Selena menaruh sepedanya di samping toko di belakang pintu masuk khusus karyawan. Dikarenakan toko sedang di buka, pintu belakang itu tidak pernah dikunci sama sekali. Alhasil, begitu Selena masuk ke dalam, ia dikejutkan dengan keberadaan seorang pria yang tak lain ialah putra dari pemilik toko.

"Selena..."

"Kak Adam."

Adam, seorang pria dengan wajah biasa saja, namun karena pria itu sangat ekspresif dan sering sekali tersenyum, pria itu nampak bercahaya wajahnya. Meski begitu, hanya segelintir orang terdekatnya saja yang dapat melihat keramahan pria tersebut.

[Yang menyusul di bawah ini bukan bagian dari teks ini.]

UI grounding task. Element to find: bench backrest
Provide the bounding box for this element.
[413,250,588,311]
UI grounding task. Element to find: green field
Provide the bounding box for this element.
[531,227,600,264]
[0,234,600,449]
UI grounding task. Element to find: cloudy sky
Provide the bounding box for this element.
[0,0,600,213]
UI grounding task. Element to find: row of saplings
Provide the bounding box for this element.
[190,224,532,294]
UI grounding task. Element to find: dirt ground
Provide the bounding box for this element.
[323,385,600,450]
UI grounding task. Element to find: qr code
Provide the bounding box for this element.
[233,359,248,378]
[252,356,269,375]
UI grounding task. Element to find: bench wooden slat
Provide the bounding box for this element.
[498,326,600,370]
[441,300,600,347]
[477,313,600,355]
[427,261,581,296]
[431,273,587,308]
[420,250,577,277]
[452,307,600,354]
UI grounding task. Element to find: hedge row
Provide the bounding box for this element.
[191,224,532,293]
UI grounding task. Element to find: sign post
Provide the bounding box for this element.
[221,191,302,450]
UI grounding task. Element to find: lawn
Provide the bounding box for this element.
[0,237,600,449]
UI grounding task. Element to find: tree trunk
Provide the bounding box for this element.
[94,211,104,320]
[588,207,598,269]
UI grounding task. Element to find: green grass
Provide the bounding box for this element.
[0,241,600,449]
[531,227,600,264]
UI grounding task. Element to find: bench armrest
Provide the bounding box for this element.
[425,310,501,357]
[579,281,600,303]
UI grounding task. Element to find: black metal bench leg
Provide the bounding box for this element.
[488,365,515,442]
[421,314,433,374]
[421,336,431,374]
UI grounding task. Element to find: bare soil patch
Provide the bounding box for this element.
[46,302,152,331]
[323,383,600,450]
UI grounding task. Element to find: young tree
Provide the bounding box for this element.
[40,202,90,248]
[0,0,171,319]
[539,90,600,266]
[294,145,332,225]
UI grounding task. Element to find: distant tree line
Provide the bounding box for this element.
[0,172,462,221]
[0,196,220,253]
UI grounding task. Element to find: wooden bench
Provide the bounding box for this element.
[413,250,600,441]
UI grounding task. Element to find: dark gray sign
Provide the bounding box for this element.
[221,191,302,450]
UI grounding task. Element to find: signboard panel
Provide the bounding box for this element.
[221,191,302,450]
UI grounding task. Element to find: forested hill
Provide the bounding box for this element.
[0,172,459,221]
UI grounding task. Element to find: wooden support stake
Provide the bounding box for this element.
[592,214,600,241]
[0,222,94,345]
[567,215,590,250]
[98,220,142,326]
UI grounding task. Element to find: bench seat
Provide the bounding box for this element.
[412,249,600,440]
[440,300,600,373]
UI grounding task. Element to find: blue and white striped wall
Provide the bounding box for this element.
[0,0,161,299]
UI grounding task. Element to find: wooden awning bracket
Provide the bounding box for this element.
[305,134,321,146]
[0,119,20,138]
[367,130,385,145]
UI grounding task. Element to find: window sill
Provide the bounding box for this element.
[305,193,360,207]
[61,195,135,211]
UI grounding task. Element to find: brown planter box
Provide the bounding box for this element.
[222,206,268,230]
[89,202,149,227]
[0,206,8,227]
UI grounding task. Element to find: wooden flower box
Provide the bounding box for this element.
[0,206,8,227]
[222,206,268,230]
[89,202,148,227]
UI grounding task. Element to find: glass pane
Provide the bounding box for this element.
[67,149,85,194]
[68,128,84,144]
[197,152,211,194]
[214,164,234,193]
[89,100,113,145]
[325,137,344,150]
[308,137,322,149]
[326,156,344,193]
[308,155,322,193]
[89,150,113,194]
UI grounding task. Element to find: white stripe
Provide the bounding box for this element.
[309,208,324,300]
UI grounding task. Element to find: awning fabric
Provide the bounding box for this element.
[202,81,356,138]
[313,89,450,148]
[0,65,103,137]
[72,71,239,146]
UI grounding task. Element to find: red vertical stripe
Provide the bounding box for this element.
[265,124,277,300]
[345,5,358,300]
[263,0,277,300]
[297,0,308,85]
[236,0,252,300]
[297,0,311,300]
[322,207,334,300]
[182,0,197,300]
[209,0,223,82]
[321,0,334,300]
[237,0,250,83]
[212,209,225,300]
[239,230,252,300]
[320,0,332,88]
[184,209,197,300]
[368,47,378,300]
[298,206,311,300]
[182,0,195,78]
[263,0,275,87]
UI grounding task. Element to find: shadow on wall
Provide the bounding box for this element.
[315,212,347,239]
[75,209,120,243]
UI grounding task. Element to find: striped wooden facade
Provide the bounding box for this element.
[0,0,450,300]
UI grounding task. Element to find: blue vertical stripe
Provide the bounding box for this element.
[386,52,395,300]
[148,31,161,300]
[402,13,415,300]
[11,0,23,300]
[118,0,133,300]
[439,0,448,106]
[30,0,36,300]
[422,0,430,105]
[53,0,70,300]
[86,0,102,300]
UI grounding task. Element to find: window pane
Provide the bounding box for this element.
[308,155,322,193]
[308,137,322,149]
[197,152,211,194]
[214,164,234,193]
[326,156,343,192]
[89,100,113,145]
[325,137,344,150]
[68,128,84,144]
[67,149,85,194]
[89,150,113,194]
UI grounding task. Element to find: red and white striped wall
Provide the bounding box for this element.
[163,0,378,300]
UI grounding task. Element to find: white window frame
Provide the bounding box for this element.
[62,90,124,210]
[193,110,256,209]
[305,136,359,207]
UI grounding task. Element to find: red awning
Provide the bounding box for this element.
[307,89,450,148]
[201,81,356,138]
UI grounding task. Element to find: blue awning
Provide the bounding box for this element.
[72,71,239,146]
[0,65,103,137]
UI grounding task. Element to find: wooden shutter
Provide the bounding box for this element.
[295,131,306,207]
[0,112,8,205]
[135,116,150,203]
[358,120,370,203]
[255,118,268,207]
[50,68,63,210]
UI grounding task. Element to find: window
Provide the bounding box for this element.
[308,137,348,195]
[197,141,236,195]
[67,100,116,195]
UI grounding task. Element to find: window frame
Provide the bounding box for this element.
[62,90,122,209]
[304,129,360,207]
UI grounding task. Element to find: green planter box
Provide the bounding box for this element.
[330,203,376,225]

"Kak Adam disini." kata Selena basa-basi. Merasa heran dengan keberadaan laki-laki itu disini. Biasanya, Adam memang jarang sekali datang dikarenakan kesibukan kuliah yang pria itu lakukan belakangan.

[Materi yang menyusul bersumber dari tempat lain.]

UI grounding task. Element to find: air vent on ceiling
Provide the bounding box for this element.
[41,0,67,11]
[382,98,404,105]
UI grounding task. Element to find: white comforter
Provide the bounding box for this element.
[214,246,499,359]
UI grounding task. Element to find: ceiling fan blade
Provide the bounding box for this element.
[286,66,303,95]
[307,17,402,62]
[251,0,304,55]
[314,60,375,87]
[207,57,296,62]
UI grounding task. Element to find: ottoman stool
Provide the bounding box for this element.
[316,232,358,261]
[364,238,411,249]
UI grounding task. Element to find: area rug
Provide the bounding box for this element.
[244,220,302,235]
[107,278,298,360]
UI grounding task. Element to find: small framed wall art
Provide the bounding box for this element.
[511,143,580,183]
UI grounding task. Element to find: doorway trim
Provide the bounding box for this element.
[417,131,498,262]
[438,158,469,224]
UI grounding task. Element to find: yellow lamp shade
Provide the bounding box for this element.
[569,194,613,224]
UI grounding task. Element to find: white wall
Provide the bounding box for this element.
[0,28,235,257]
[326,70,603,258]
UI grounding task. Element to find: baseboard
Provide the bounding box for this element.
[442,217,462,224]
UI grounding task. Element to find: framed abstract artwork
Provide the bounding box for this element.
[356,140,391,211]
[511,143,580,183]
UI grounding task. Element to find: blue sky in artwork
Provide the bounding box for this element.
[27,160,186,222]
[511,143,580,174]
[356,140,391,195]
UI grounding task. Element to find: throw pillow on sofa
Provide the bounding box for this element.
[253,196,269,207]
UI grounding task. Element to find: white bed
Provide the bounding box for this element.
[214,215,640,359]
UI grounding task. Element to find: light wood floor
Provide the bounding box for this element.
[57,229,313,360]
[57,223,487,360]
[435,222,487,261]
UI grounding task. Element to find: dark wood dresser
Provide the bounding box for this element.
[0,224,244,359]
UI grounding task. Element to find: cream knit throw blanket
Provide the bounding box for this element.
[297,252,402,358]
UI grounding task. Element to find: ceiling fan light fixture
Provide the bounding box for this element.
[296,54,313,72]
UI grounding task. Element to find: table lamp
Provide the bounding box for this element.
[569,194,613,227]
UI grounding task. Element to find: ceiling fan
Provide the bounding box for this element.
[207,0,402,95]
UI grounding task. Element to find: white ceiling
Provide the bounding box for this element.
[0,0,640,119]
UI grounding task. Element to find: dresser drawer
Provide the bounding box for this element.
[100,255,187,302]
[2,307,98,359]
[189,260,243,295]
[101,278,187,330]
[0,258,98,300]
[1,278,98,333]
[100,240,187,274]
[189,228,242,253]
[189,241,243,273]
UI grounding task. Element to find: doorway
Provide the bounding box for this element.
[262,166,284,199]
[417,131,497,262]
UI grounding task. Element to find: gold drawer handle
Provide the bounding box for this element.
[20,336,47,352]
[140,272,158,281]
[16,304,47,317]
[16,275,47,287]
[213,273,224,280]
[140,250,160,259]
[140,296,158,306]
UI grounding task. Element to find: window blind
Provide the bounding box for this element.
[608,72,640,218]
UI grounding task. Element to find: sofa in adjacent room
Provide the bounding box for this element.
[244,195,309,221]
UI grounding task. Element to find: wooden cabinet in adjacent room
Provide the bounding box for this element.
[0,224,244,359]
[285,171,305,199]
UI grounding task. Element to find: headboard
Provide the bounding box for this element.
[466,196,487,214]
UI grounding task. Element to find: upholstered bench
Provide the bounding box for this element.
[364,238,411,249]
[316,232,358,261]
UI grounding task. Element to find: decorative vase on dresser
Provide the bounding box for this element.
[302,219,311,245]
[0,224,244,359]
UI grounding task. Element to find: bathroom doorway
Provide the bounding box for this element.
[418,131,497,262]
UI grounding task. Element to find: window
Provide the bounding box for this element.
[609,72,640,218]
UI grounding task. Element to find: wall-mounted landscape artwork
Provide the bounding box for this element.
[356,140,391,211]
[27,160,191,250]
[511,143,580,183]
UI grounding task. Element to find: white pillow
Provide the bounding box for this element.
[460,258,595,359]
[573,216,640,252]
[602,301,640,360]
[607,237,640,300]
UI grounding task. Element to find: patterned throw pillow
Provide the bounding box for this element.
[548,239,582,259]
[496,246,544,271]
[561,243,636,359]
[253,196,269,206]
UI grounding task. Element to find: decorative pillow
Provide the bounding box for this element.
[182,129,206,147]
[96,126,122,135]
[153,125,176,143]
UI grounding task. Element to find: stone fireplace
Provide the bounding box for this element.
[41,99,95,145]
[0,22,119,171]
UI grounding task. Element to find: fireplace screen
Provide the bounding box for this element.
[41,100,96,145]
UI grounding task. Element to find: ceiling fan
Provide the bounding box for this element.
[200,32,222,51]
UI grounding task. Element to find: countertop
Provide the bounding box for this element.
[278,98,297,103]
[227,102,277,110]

Maka tak salah jika Selena bertanya begitu karena ia pun cukup terheran-heran.

Meskipun Selena sudah lama bekerja dengan ibunya Adam. Bisa dibilang gadis itu tidak dekat dengan laki-laki di depan Selena tersebut. Selain karena sifat Selena yang pemalu, baik Adam juga tidak terlalu suka berinteraksi dengan orang asing yang bukan temannya.

"Rina libur bekerja, jadi aku yang menggantinya sementara waktu. Karena kamu sudah datang, aku akan menyerahkannya padamu, Selena."

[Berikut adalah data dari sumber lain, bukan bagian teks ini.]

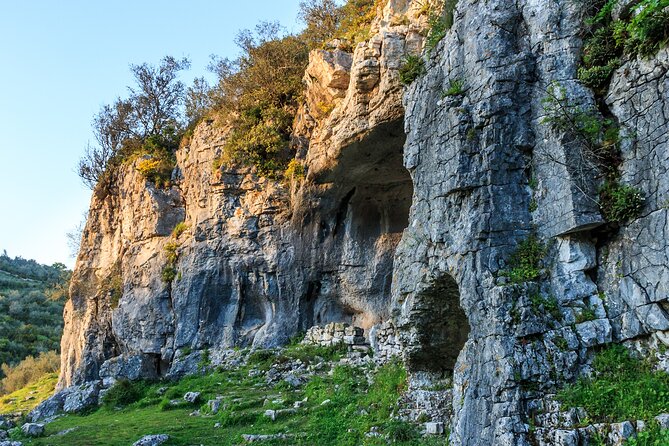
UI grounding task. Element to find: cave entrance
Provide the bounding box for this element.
[407,274,470,376]
[301,118,413,329]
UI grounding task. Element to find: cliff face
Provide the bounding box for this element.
[60,2,422,387]
[60,0,669,445]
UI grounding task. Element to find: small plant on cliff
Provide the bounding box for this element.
[500,235,546,283]
[211,23,309,177]
[441,79,465,99]
[172,221,188,239]
[399,55,425,85]
[283,159,306,181]
[599,180,644,223]
[425,0,457,53]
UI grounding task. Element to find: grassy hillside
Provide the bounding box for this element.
[5,348,447,446]
[0,254,69,378]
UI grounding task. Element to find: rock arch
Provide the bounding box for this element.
[404,274,470,375]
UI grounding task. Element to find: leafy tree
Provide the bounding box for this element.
[211,22,309,176]
[0,254,71,376]
[298,0,344,48]
[77,56,190,191]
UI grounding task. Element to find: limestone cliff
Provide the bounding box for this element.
[53,0,669,445]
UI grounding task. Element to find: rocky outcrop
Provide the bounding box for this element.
[59,2,422,388]
[394,1,669,445]
[54,0,669,445]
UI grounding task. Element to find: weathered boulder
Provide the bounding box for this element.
[184,392,201,404]
[132,434,170,446]
[21,423,44,437]
[63,381,100,413]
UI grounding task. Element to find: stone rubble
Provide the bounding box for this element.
[132,434,170,446]
[21,423,44,437]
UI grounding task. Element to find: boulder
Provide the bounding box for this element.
[63,381,100,413]
[184,392,200,404]
[132,434,170,446]
[21,423,44,437]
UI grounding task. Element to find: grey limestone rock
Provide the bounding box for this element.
[51,0,669,446]
[21,423,44,437]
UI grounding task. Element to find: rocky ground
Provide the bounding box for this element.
[0,334,448,446]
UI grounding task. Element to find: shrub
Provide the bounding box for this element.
[578,59,620,90]
[599,180,644,223]
[212,23,309,177]
[78,56,190,194]
[625,0,669,56]
[399,55,425,85]
[625,422,669,446]
[335,0,384,48]
[172,221,188,239]
[0,351,60,394]
[541,82,620,175]
[441,79,465,99]
[500,235,546,283]
[557,345,669,422]
[102,380,148,409]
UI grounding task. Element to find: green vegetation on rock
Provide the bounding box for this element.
[557,345,669,423]
[5,343,448,446]
[500,235,546,283]
[0,254,70,378]
[399,55,425,85]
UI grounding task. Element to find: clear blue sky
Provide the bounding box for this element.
[0,0,300,266]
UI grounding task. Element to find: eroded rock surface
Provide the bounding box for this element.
[53,0,669,446]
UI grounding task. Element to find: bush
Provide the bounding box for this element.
[283,159,306,181]
[557,345,669,423]
[212,23,309,177]
[425,0,458,53]
[102,380,148,409]
[500,235,546,283]
[0,351,60,394]
[172,221,188,239]
[399,55,425,85]
[78,56,190,192]
[599,180,644,223]
[625,0,669,56]
[441,79,465,99]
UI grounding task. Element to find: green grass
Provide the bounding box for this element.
[0,373,58,414]
[12,358,447,446]
[558,345,669,423]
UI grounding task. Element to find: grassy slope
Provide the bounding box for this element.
[7,351,447,446]
[0,373,58,414]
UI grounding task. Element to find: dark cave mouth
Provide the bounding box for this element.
[407,274,470,376]
[300,117,413,329]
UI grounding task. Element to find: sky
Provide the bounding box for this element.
[0,0,300,267]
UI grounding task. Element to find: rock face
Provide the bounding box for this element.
[59,2,422,388]
[56,0,669,445]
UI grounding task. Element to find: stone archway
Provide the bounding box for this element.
[404,274,470,376]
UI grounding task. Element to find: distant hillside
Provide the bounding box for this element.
[0,252,70,377]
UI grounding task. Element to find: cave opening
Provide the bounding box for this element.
[300,118,413,329]
[407,274,470,377]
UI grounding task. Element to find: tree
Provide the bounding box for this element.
[211,22,309,176]
[77,56,190,190]
[186,77,213,126]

Itu merupakan kalimat terpanjang yang Selena dengar dari Adam. Selena jadi malu sendiri dan tidak tahu harus menjawab seperti apa. Jadi yang bisa dia lakukan hanya menganggukkan kepalanya saja. Meski dia cukup penasaran dengan alasan Rina yang libur bekerja, Selena hanya bisa menelan sendiri pertanyaannya masuk ke dalam perut.

Adam baru saja meletakkan kardus bekas di sudut ruangan dekat kamar mandi saat kemudian tatapannya terarah pada tangan Selena yang terdapat perban.

"Ada apa dengan tanganmu?"

"Ah... Oh, ini, tidak sengaja jatuh Kak." jawab Selena terkejut. Perban itu nampak setengah basah dikarenakan percikan air yang ibunya tepis tadi. Meskipun tidak cukup membuat perban itu harus diganti saat itu juga, tapi Adam yang memerhatikan perban itu mulai menaikkan alisnya.

Selena ingin cepat-cepat pergi dari sana, namun akan terkesan tak sopan jika dia melakukan itu. Berpapasan dengan Adam dan berbicara akrab seperti ini hanya membuat dia merasa cemas.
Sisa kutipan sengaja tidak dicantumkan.